Machine Learning Project

Dataset Summary

At first we had 3 different datasets (csv files); movie-director.csv, movies-revenue.csv and movie-voice-actors.csv which we had to merge in a single dataset.

Movie-Director csv file

Contains about 45 movies where each movie has its title and director.

Movies-Revenue csv file

Contains about 463 movies where each movie has its title, release date, genre, MPAA rating and revenue.

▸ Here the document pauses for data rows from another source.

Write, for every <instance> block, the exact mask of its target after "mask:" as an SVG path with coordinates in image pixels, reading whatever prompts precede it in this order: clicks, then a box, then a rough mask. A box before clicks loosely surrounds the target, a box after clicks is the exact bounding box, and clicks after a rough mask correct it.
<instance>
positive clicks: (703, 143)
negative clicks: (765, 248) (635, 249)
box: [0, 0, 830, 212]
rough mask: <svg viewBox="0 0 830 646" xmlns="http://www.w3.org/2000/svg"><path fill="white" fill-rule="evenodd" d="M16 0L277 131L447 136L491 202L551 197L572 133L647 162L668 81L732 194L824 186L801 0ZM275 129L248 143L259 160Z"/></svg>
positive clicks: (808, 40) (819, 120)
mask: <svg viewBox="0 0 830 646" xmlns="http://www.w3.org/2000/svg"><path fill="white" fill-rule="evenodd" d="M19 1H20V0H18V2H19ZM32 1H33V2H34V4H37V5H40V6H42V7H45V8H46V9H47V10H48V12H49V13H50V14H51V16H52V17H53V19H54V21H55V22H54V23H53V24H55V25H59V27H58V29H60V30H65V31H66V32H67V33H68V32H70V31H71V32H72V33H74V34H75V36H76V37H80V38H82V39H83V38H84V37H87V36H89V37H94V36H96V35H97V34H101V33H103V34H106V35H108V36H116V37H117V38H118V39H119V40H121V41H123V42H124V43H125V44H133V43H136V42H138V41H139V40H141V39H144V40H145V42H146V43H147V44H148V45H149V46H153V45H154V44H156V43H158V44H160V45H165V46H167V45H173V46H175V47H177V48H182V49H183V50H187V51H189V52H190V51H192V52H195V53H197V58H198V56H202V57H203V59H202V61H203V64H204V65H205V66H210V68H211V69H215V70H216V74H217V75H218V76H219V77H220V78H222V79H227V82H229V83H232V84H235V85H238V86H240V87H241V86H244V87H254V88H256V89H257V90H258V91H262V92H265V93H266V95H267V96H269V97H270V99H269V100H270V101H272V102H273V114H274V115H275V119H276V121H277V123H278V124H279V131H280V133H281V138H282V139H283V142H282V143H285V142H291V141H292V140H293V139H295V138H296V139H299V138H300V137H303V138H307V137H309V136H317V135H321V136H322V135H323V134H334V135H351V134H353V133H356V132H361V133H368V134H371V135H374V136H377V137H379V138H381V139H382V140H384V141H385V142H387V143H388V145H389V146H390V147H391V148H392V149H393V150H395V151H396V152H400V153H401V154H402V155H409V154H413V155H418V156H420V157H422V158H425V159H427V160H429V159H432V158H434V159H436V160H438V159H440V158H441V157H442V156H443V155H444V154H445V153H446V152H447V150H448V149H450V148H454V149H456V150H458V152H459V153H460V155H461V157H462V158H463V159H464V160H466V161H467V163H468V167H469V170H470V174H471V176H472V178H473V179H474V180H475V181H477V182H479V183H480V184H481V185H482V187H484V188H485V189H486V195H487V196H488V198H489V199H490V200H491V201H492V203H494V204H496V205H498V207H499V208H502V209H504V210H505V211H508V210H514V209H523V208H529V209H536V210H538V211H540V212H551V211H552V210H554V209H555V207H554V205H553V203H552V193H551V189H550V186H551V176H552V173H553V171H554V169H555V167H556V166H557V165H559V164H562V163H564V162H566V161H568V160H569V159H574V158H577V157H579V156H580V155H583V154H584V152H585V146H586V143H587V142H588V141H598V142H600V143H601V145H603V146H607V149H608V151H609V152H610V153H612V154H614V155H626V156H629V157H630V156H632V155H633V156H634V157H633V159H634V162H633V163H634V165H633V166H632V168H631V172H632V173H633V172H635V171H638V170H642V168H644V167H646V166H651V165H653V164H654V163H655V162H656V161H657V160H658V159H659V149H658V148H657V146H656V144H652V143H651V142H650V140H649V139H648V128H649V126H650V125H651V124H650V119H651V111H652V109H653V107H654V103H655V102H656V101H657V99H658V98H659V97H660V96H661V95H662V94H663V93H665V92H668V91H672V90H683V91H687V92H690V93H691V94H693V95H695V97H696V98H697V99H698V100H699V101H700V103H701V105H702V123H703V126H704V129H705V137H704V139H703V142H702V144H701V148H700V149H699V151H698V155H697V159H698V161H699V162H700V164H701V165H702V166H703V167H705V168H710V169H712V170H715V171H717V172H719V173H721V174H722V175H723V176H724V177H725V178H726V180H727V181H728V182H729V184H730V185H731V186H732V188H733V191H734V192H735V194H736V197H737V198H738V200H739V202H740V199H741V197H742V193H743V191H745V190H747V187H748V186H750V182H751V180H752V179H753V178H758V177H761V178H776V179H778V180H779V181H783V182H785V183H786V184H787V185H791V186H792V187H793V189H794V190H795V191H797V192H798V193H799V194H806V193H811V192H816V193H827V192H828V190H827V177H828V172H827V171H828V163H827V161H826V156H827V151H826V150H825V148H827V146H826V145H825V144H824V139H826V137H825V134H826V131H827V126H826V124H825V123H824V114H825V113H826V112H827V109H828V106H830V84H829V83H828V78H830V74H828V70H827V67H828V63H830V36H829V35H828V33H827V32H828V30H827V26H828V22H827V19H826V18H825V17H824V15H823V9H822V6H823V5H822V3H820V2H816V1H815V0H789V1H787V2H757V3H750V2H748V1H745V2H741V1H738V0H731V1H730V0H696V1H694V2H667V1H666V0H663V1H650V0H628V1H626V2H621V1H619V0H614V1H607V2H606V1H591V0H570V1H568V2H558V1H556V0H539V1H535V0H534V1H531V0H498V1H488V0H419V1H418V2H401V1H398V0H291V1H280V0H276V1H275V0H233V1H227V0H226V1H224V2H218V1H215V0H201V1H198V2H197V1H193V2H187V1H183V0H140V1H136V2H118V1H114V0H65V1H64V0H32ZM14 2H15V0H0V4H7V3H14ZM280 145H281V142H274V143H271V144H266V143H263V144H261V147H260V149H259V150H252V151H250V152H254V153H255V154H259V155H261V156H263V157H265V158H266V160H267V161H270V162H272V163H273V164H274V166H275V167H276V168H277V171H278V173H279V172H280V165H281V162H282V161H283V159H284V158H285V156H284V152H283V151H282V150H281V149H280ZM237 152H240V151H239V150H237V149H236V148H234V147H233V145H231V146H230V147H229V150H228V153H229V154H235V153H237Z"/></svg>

Movie-Voice-Actors csv file

Contains about 811 records of characters with their voice actors and featured movies.

Preprocessing

First, we have merged the three dataframes that read the three csv files into a new dataframe "movies_df". Then, we have applied changes on the new dataframe by calling data_formatting function whose functionality will be discussed later. Then, the following preprocessing techniques; feature scaling, ordinal encoding & one hot encoding, have been applied on the dataframe using functions we have defined.

Data Formatting function

We pass "movie_df" dataframe to it as a parameter to apply some changes on its columns.

  1. "revenue" column:
    -"$" and "," symbols are removed from all revenues
    -the records are numerized (where it is possible)
  2. "release_date" column:
    -all null values are replaced by zeros
    -its format is changed from the following for example:12-JAN-88 to the year only 1988
    -its type is converted to integer (int32)

At the end after applying the changes the data frame is returned

Feature Scaling function

It's called by passing "movie_df" data frame to it as a paramter to change the scale of numbers for each column to be between 0 and 1 all inclusive.